Once worker processes pick up connections they can start reading data. Next is request processing. of course one worker process can accept and handle many connections simultaneously.

Request Processing

Let’s say two clients are connected to an NGINX load balancer. One client is connected to Worker 3 and the other to Worker 4.

Client connections live in NGINX workers

The client on worker 3 sends an HTTP request to fetch an HTML page This is what happens:

  1. The request is transmitted as a stream of bytes on the TCP connection
  2. The bytes stream arrives at the kernel’s buffer for connection
  3. Worker3 calls read on the connection
  4. The data is copied to Worker 3’s memory.
  5. Worker 3 parsers the data and understands its an HTTP request
  6. Worker 3 processes the request and reads from disk to fetch HTML
  7. Worker 3 writes back a HTTP response to the connection
  8. The response byte stream goes to the send buffer
  9. Kernel sends the data to the client

Note that the kernel never pushes data to the worker processes. Instead, the kernel keeps the data in the receive buffer and tell the worker processes that it has data for it to read.

Depending on the HTTP version and whether TLS is enabled or not, more work is done by the Worker process to decrypt the data and then parses the protocol. HTTP/2 and 3 are more expensive to parse than HTTP/1.1. This is where pinning a process to a CPU really matters. Having too many processes causes context switches (processes swapped in and out of the CPU) and may slow down performance.
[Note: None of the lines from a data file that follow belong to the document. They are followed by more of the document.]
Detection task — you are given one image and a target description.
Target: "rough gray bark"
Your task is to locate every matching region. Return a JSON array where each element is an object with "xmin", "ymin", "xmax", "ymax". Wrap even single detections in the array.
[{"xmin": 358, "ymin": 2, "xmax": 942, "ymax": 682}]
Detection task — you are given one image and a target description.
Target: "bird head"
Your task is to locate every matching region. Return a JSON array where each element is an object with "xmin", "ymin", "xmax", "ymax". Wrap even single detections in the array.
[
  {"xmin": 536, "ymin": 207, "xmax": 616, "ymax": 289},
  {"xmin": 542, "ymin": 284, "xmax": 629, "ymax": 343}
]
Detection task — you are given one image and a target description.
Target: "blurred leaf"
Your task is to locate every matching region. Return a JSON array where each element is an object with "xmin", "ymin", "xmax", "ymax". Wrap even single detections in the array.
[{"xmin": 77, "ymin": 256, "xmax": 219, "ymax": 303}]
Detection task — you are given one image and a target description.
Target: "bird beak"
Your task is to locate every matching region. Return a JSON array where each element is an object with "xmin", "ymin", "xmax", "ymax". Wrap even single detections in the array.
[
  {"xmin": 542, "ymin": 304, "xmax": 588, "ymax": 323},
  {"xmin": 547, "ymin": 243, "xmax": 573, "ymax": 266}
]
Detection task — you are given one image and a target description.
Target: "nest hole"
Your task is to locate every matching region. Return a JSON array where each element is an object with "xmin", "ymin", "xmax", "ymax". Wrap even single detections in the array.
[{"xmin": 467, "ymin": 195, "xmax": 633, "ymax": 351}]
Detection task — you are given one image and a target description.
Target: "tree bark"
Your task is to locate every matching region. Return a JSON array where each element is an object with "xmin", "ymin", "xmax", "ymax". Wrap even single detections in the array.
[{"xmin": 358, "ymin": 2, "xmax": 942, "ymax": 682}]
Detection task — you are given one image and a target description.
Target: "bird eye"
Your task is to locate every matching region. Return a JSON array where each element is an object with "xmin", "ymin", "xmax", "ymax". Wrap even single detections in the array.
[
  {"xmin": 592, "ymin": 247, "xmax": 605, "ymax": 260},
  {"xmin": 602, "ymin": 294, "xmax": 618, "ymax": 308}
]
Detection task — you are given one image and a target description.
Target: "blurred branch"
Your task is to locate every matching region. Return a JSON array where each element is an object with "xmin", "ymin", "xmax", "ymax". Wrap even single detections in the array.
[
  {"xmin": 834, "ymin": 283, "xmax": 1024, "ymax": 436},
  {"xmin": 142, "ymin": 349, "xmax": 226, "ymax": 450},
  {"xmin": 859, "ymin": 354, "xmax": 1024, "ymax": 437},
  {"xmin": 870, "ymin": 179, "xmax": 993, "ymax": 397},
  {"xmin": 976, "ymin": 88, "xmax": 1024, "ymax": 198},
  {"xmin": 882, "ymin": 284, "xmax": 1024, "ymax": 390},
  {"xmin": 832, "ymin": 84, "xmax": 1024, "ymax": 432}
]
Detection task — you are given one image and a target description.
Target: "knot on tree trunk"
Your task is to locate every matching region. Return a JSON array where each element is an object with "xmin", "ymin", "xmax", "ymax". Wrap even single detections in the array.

We can follow the same steps for client connected to Worker 4. The only difference is Worker 4 will establish a new connection to the configured backend to forward the request to. Backend connection pooling is critical to get right here. In fact this is one reason why Cloudflare moved away from NGINX, the backend connection pool could not be easily shared between multiple worker processes.

Conclusion

NGINX is a powerful web server, load balancer and caching layer. The multiple worker architecture allows NGINX to distribute connections and requests across multiple CPUs for more efficient use of resources. This is just an overview of internal architecture of NGINX, there is so much more to NGINX.